Long-Term Care Program Ended By Fiscal Cliff Deal
The resolution to the Fiscal Cliff reached earlier this month in Washington repealed the CLASS Act, or the Community Living Assistance Services and Supports Act. A component of the 2010 Health Reform Law that was championed by the late Senator Edward M. Kennedy (Democrat-Massachusetts), the Program aimed to help Middle-Class Families afford Long-Term Care. However, the Federal Effort has faced great challenges since becoming Law. The Insurance Industry strongly targeted it for Repeal, and the Obama Administration was forced to suspend implementation because of Long-Term Funding Problems. Despite the Repeal, Senator Jay Rockefeller (Democrat-West Virginia) was able to insert into the Fiscal Agreement a Provision to create a commission to recommend improvements in long-term services. “Long-Term Care causes great anxiety for millions of Americans Families. We must help people afford the care they need,” Alliance Secretary-Treasurer Ruben Burks said.
Social Security Checks: You’re Asked To Switch To Direct Deposit By March 1st
Millions of Americans still receiving Paper Checks for Social Security and other Federal Benefits have less than two months to switch to Electronic Payments. In an effort to Cut Spending, Federal Officials began Retiring Paper Checks in favor of Direct Deposits and Pre-Paid Direct Express Debit Cards in May 2011. Since then, the Treasury Department has required all New Recipients of Payments from Federal Benefits Programs - including Social Security, Supplemental Security Income Disability, Veterans Affairs and Government Pension Plans - to sign up for Electronic Payments. It set a March 1st, 2013, deadline for all other recipients to do the same.
CNN Reports 93% Of Payments Are Now Being Made Electronically
However, about five-million checks are still mailed each month - representing an additional $4.6 million in monthly costs, since each Mailed Check costs 92 cents more than a Direct Deposit Transfer, Treasury Officials said. The agency said if it didn't push for the switch to Electronic Transfers, it would cost Taxpayers another $1 billion over the next 10 years. Anyone who fails to make the change will still receive Paper Checks, but will be the target of more aggressive communication efforts, such as additional mailings. Treasury Officials are also warning that after March 1st, Social Security Beneficiaries receiving Paper Checks are not in compliance.

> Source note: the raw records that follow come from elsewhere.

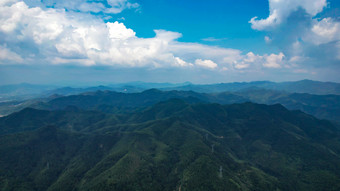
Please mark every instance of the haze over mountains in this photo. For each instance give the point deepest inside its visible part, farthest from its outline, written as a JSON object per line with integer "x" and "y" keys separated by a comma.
{"x": 222, "y": 137}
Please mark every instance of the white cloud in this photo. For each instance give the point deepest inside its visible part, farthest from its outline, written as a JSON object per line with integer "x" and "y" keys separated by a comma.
{"x": 267, "y": 39}
{"x": 280, "y": 10}
{"x": 91, "y": 6}
{"x": 213, "y": 39}
{"x": 241, "y": 65}
{"x": 8, "y": 55}
{"x": 119, "y": 31}
{"x": 206, "y": 63}
{"x": 324, "y": 31}
{"x": 56, "y": 36}
{"x": 274, "y": 60}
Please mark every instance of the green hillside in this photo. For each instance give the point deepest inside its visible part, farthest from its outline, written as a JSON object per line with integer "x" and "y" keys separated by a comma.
{"x": 172, "y": 145}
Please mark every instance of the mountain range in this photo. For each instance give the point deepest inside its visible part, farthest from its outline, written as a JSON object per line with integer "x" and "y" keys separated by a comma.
{"x": 172, "y": 140}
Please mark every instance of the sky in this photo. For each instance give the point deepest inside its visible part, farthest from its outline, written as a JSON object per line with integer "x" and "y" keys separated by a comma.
{"x": 201, "y": 41}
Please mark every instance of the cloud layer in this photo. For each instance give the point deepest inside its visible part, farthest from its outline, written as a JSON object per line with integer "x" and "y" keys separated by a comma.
{"x": 36, "y": 35}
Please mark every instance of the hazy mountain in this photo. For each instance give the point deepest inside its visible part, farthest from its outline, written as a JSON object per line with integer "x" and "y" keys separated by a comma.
{"x": 304, "y": 86}
{"x": 172, "y": 145}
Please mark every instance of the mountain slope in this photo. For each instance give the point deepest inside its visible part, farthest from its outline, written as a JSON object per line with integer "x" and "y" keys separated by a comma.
{"x": 175, "y": 145}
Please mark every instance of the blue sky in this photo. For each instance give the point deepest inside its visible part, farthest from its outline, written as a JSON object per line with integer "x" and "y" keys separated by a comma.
{"x": 114, "y": 41}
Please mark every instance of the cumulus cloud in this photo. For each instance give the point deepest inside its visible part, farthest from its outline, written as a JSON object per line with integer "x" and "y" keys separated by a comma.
{"x": 280, "y": 10}
{"x": 36, "y": 35}
{"x": 60, "y": 37}
{"x": 91, "y": 6}
{"x": 273, "y": 60}
{"x": 6, "y": 55}
{"x": 306, "y": 41}
{"x": 324, "y": 31}
{"x": 206, "y": 63}
{"x": 267, "y": 39}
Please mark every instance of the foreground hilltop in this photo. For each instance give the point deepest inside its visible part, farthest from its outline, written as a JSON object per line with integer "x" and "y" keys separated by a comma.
{"x": 171, "y": 145}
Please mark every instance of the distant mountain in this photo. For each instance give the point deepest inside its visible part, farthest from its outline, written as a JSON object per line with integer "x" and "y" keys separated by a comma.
{"x": 321, "y": 106}
{"x": 172, "y": 145}
{"x": 22, "y": 91}
{"x": 108, "y": 101}
{"x": 304, "y": 86}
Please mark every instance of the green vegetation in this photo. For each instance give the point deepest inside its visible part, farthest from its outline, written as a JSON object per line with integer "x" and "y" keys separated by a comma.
{"x": 172, "y": 145}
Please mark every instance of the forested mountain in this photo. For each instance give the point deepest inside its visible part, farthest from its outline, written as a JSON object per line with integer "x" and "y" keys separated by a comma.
{"x": 171, "y": 145}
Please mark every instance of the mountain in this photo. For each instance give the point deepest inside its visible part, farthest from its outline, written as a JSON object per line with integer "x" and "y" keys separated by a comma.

Labor Secretary Hilda Solis To Leave Obama Administration
U.S. Secretary of Labor Hilda Solis is resigning, opening up one more slot in President Obama’s Second-Term Administration. A former Member of Congress, Secretary Solis was the first Hispanic Woman to head a Cabinet-Level Agency. “I would like to offer my gratitude to Secretary Solis. Because of her, we have Workplace Safety and Government Support of its Workers in place, allowing us to achieve Healthier, more Economically-Stable Retirements down the line,” Alliance President Barbara Easterling said.